Reports in 2005 of a peanut-allergic girl who died from anaphylactic shock after kissing her boyfriend, who had eaten some peanut butter hours beforehand, raised alarms that the slightest exposure could prove fatal. It turned out that the girl also had asthma, a dangerous combination, since the lungs of asthmatics are more prone to swelling and shutting down when aggravated. Contact — in kissing, for example — through mucous membranes can also heighten the chances of an attack. For the most part, touching a food allergen is not a problem unless you then rub your eyes or stick your fingers into your mouth — both of which young children are fond of doing. Even so, parents' worries about the mere possibility of inhaling peanut dust prompted airlines to stop serving the popular flight snack. There has been no such treatment for passengers with milk or egg allergies, which are more common but also more likely to be outgrown. Moreover, smaller amounts of peanut protein can trigger allergic reactions in those who are sensitive, and peanuts are also more likely to result in fatalities than are other food allergens.

Still, very few people with a peanut allergy die from it. In fact, a 2003 study led by Dr. Scott Sicherer, a Mount Sinai pediatrician, showed that 90% of peanut-allergic children who got peanut butter on their skin developed nothing more than a red rash; none developed a systemic reaction in which their airways swelled up. The same went for smelling peanuts. Thirty peanut-allergic children were asked to sniff peanut butter and a placebo paste for 10 minutes each, and none developed a reaction to the peanut butter. Only one child had difficulty breathing — and that was after sniffing the fake peanut butter.

Such studies are starting to suggest a more nuanced way of handling the peanut problem in schools and other places. "You are probably better off teaching the faculty how to manage food allergies than making the classroom or school a peanut-free zone," says Dr. Sean McGhee, a pediatrician at Mattel Children's Hospital at UCLA. "To my knowledge, there aren't any studies where peanut-free zones decrease the incidence of anaphylaxis."

In some instances, peanut-free zones seem downright silly.

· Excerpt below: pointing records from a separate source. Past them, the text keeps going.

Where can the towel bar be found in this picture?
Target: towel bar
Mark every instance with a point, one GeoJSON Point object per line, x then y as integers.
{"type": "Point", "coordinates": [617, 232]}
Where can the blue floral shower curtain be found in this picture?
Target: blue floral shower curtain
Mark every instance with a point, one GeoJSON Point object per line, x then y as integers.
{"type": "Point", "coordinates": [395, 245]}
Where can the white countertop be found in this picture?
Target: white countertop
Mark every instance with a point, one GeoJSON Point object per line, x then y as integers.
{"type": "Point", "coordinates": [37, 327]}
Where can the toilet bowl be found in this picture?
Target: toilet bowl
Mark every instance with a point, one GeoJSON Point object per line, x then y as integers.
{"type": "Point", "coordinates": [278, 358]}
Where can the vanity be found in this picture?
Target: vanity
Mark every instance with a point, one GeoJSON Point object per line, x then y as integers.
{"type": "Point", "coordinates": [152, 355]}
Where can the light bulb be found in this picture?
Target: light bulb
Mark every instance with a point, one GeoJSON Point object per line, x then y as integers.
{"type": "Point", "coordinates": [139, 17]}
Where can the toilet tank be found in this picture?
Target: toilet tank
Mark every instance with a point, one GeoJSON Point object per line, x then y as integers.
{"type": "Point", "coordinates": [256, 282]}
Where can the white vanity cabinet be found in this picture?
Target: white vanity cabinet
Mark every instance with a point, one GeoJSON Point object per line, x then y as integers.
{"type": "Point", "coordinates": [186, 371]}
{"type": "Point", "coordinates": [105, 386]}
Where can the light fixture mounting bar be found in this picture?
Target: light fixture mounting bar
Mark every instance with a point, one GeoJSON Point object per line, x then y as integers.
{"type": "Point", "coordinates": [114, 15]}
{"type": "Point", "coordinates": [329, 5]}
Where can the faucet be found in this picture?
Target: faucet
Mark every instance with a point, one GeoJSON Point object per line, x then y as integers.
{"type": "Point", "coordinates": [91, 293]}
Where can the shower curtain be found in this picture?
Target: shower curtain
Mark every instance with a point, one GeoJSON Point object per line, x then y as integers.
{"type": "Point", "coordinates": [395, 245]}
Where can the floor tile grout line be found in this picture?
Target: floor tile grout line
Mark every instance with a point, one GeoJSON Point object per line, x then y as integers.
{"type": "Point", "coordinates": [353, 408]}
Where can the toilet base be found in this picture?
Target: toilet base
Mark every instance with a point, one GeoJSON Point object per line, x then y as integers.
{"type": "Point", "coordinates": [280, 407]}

Upon request, Delta and Northwest airlines will set up a peanut-free buffer zone spanning three rows in front of and behind an allergic passenger. (Why three rows instead of four or five?) Foodmakers have also gone a little overboard. In 2006 a federal law started requiring companies to use plain language to note the presence in their products of any of eight major allergens: milk, eggs, fish, crustacean shellfish, tree nuts, peanuts, wheat and soybeans. But concern about liability claims led manufacturers to voluntarily supplement these labels with alerts on products that were made in the same facility or on the same machinery as food containing any of the eight allergens. The result is ubiquitous warnings about possible cross-contamination, which have made the labels essentially useless.